The idea that musicians shouldn’t voice their opinions about things is kind of silly. Right now, anybody can be a musician. Anybody can be their own musician, producer and worldwide distributor with the click of a button. There’s really no divide between musician and listener now. Everyone has the same access to say what they want to say.
I don’t think musicians should feel like they’re betraying anything by supporting causes or speaking out for causes they believe in. We always try to get the message across by stating our support rather than telling people what to do. I could see how that’s a turn off, someone yelling at you to do something. Us saying that we support something, that’s an endorsement. It’s not a demand of the fan or the listener. I think that’s OK.
Besides politics, you also briefly touch on religion on the first track on the album where you say, “The good word seems everywhere/But good words only.” What is your take on that?
I would say “The Heart is Hard to Find,” that character is really taking a hard look at their current situation. It’s someone approaching emotional bottom who’s taking this really honest assessment of their condition. The idea of unconditional loving of an omniscient entity is not really comforting to them at that point.
Another song I want to briefly mention is “Action Needs an Audience,” which is Tom’s first vocal lead he’s done since “Blister.” How did that come about?
The music for “Action Needs an Audience” was sitting around for a long time. I was trying to write lyrics for it, but wasn’t happy with anything I was coming up with. Tom was always championing that song as something we needed to keep working on, so we all decided that he should take a crack at writing lyrics for it then. It’s cool. I think it really works.
While the band might be most well known for its shorter pop songs, I would say that most fans appreciate your longer songs more, and you have two big whoppers at the end of this album. Can you talk about what the difference is between writing a shorter song versus a longer one?
When you’re writing, you’re always reacting to what you’re hearing. That cycle of exploring and creating and proofreading, it happens kind of fast. I really can’t explain why something ends up two and half minutes and why something ends up nine minutes. It’s all about what the song needs.
As you’re going through it, it becomes obvious how it’s going to work. I don’t ever sit down and say, “OK, I’m going to write an eight-minute epic style song.” Or sit down and go, “I’m going to make something really short.” It just happens how it happens.
My two favorite Jimmy Eat World songs are “23” and “Hear You Me.” I was wondering if you could share anything on what went into writing those two.

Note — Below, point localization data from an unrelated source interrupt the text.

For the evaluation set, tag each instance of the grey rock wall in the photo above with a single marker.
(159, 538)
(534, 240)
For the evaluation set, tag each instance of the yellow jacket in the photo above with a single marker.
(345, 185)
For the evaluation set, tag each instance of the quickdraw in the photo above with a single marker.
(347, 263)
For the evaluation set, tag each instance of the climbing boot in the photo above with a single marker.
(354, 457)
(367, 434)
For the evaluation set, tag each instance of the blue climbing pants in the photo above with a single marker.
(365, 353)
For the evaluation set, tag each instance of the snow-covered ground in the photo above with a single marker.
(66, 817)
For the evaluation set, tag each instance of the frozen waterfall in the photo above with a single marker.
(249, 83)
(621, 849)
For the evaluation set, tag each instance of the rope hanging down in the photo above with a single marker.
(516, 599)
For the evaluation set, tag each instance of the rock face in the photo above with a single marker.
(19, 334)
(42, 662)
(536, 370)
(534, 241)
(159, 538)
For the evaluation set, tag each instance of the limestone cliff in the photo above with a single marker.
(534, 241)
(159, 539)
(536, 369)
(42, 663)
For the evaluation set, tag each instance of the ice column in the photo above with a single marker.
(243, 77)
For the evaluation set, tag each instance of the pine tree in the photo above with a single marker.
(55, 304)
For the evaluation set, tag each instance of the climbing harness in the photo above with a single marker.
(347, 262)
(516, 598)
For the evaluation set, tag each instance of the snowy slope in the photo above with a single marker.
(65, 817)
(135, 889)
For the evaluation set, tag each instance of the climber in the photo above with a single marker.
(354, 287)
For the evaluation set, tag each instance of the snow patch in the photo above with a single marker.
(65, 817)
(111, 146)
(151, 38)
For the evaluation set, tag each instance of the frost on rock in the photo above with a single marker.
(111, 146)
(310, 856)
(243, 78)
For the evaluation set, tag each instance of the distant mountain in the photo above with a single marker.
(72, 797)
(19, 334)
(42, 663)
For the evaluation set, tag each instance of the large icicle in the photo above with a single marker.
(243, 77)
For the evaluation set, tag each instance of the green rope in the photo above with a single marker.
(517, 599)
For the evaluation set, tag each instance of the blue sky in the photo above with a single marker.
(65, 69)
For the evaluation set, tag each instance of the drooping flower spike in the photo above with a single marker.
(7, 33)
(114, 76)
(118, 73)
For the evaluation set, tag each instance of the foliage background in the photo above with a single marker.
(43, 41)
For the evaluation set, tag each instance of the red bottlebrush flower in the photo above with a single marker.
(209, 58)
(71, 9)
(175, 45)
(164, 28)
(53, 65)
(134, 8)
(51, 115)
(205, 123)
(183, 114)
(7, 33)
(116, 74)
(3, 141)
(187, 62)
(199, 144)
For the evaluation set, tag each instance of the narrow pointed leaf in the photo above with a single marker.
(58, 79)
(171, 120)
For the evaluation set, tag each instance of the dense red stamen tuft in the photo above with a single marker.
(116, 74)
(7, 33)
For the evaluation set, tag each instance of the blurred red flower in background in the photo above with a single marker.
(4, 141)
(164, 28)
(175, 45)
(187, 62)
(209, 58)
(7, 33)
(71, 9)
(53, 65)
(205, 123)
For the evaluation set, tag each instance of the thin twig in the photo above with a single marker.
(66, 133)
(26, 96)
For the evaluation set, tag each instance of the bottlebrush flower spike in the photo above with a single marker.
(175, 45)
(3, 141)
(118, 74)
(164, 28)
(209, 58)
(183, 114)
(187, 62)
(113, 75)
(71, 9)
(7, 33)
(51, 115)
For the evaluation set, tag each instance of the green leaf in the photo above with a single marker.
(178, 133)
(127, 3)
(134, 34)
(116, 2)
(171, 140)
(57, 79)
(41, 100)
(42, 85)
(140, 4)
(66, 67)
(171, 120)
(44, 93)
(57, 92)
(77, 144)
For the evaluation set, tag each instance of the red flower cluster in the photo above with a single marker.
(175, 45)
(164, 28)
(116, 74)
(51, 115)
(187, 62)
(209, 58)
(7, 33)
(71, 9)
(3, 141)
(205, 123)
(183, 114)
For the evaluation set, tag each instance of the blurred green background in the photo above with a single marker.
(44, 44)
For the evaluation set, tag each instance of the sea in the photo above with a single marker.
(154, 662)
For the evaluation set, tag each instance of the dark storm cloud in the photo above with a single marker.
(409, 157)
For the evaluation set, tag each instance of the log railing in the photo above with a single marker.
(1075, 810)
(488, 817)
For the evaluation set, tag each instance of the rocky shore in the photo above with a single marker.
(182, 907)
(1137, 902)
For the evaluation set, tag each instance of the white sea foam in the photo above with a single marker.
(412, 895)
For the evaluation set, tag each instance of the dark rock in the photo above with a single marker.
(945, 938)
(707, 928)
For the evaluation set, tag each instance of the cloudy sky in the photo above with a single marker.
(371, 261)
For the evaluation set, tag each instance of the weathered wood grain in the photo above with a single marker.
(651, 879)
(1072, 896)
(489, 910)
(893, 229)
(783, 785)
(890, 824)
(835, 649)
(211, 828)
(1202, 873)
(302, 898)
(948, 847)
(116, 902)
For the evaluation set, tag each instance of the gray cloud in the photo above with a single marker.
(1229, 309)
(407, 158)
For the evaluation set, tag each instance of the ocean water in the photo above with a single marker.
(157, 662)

“Hear You Me” is about a couple friends of ours who got killed in a car accident. “23” is about discovery and not wanting to get too caught up in the idea of discovery, but taking a shot at what is in front of you and the opportunities that are immediate. I think a lot of people get caught up in the idea of something rather than the concrete reality of what’s in front you.
Invented is the last album on your deal with Interscope. Have you thought at all about where you want to go next?
Not really. The idea of us putting out our own records is something we’ve always been prepared for as a potential thing we’d have to do at some point in our career. I don’t know. We’ll see. It’s kind of a little early to start thinking about that because there’s really nothing there at the moment, but it’s an exciting time.
You had a great response to the Clarity tour you did last year, and Bleed American’s 10th anniversary will be next year. Will you be doing anything special for that album?
I’m not sure. There’s nothing planned right now, but we’ll probably do something.